Ignoring him, Petchrok thundered on, "We are too slow and have uneasy relations with men. We trade our goods and seek and admire your stories and songs. But your fellowship with Grrumpf (his pronunciation of the name sounded like a rockslide during an earthquake) is unique among both our peoples. The diplomatic machinery of Brindalut is designed to deal with the disputes among the signatories of the Great Accord, but the pressure of so great an external threat could strain the very mistrust that made it necessary in the first place. Few men outside the Freehold even know of the existence of the demons. Now they are going to have to learn."
"I take it you have a plan." N'nak responded with a jocularity that belied the terror cramping his guts. "If I'm the best we've got we are in even deeper trouble than I thought."
"I sure don't have a clue." Grrumpf chortled like a contrabassoon. "Your spritepipe gladdens my heart, but you are hardly more than a boy and certainly no warrior," he added gravely.
Briefly, a line of what might have been exasperation crossed the king's forehead. "A warrior would be perceived as a threat. The fear and jealousy that divides the Three Nations of Man would counter the element of trust necessary to the rapid formation of an effective alliance. Your very lightness of heart and freedom of spirit are what are called for here. The rigidity of mutual suspicion is our greatest enemy now. You will go to Republic City to warn the Regent. He will have to find an accommodation with the Kingdom if either is to survive."

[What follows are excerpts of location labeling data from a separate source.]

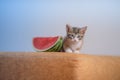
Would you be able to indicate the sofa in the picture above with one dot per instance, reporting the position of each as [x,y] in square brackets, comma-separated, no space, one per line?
[58,66]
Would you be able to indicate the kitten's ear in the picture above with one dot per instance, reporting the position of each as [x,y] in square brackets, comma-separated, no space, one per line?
[83,29]
[68,28]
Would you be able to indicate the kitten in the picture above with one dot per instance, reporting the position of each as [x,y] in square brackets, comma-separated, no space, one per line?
[74,39]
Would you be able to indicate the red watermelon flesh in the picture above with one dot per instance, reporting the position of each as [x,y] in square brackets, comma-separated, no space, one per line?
[44,43]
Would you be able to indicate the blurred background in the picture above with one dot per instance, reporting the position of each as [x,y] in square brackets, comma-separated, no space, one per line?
[21,20]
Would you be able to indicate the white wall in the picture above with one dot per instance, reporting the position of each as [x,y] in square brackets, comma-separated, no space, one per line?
[21,20]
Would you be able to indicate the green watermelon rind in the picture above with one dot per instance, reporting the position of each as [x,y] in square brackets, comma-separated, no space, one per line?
[56,47]
[48,49]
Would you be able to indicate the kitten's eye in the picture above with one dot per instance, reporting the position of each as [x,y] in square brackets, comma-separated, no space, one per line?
[78,36]
[70,36]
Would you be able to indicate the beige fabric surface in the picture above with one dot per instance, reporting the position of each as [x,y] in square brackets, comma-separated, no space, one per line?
[58,66]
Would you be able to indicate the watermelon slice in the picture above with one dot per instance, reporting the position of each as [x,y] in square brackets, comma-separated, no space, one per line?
[47,44]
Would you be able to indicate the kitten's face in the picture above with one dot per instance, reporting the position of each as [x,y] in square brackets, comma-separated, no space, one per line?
[75,34]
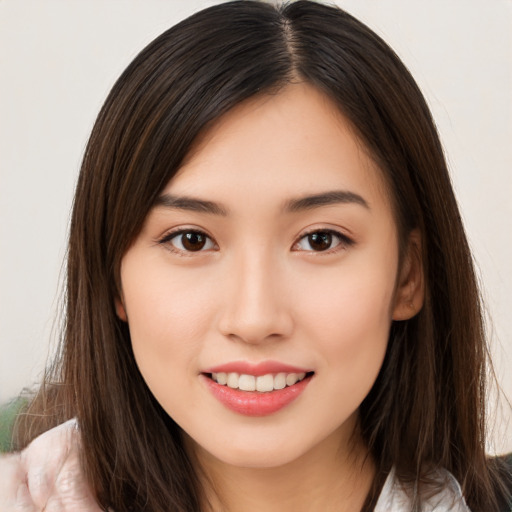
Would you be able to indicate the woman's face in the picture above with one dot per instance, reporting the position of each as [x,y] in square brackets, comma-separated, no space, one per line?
[270,257]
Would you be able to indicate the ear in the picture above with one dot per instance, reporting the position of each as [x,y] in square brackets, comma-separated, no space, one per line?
[410,290]
[120,309]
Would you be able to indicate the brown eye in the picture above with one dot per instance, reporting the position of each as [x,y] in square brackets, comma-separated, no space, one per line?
[189,241]
[320,241]
[193,241]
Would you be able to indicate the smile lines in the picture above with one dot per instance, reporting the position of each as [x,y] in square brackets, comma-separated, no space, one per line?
[262,383]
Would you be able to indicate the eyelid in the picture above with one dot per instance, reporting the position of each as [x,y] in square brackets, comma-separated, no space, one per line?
[175,232]
[344,240]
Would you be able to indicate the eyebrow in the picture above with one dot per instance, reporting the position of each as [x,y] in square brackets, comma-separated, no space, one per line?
[324,199]
[190,204]
[292,206]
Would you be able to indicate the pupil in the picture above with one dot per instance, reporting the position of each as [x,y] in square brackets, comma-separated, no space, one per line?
[320,241]
[193,241]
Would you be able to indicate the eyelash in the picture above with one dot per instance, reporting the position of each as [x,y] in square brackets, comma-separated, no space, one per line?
[343,241]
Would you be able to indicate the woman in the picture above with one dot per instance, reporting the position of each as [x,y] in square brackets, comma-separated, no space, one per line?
[270,298]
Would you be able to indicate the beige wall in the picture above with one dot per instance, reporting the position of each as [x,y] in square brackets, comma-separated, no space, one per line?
[59,59]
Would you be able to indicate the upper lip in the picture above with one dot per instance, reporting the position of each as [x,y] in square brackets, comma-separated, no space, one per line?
[256,369]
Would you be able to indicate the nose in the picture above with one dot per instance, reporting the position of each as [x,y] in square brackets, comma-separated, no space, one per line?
[256,305]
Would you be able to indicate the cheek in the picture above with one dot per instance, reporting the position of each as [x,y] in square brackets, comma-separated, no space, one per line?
[168,317]
[348,316]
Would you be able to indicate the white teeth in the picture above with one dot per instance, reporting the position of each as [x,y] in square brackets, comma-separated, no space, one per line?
[232,381]
[280,381]
[265,382]
[262,383]
[291,379]
[247,383]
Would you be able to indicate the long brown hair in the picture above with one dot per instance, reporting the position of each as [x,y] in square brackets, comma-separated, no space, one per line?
[427,407]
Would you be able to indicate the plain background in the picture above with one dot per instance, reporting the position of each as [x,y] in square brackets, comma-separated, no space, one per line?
[58,60]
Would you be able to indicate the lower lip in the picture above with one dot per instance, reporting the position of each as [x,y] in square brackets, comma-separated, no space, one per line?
[254,403]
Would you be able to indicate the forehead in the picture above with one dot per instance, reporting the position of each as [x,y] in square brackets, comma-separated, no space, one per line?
[292,143]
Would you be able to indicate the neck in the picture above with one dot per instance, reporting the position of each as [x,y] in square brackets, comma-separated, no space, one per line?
[333,476]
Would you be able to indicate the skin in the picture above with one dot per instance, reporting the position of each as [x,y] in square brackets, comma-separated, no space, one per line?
[47,475]
[280,298]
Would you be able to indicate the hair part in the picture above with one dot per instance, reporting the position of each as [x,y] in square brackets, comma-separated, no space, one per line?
[427,407]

"Oh sure, nothing to it.", the youth responded, an edge of sarcasm seeping into his voice. "The Regent is a personal friend of mine."
"You will not go unaided or alone." The king's metallic eyes glittered in time to his voice's cavernous resonance. "Grrumpf will go with you for companionship, protection and credibility. I will give you an extra mount with full saddle packs, a large sack of gold to grease the squeaky wheels of your acquisitive system and more."
The king then removed a small metal box from a compartment in the right armrest of his gem-encrusted throne. The box shimmered in an indeterminate hue that seemed to shift unpredictably. Petchrok opened it. "This is the signet of the dwarven kingdom." N'nak saw a small, round, gold medallion with a pattern of gems in an inverted 'T', all joined by threads of platinum. At the top was a diamond, below it an alexandrite, bright blue in the elven light. Directly under them, in the middle of the crossbar, was a topaz, to the right, an emerald, on the left a ruby. N'nak could only gape in stunned amazement. Th ere was more wealth in this one, small object than in the whole relatively prosperous town where his family now lived.